L’INL, Ispettorato Nazionale del Lavoro, ha rilasciato la lettera circolare n. 49 del 15 marzo scorso, contenente importanti precisazioni sul contratto di lavoro a chiamata senza DVR aziendale (documento di valutazione dei rischi). Vediamo cosa rischia il datore di lavoro in questi casi.

L’Ispettorato Nazionale del Lavoro (INL), ha rilasciato una recente lettera circolare, la n. 49 del 15 marzo scorso, con la quale ha fornito alcune importanti precisazioni sul contratto di lavoro a chiamata senza DVR aziendale (documento di valutazione dei rischi).

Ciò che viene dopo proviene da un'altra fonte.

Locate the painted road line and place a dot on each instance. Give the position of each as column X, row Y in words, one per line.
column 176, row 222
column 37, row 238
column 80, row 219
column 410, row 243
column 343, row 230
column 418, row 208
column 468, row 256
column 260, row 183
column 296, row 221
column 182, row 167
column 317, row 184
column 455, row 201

La lettera circolare fa quindi riferimento alla violazione delle disposizioni di cui all’art. 14 D.Lgs. n. 81/2015 ed in particolare del divieto di stipula del contratto di lavoro intermittente in assenza della valutazione dei rischi.

L’Ispettorato del Lavoro conferma il recente orientamento in materia affermando che in questi casi è prevista, oltre alle sanzioni amministrative dovute per la mancanza di Documento di Valutazione dei Rischi, anche la riqualificazione del rapporto di lavoro.

Contratto di lavoro a chiamata senza DVR

Come anticipato in premessa l’art. 14 del D. Lgs 81/2015 prevede espressamente il divieto di stipulta di contratto di lavoro a chiamata senza DVR. Cioè se l’azienda non ha proceduto alla valutazione dei rischi di cui al D. lgs. 81/08 non può in nessun caso stipulare contratti intermittenti o a chiamata.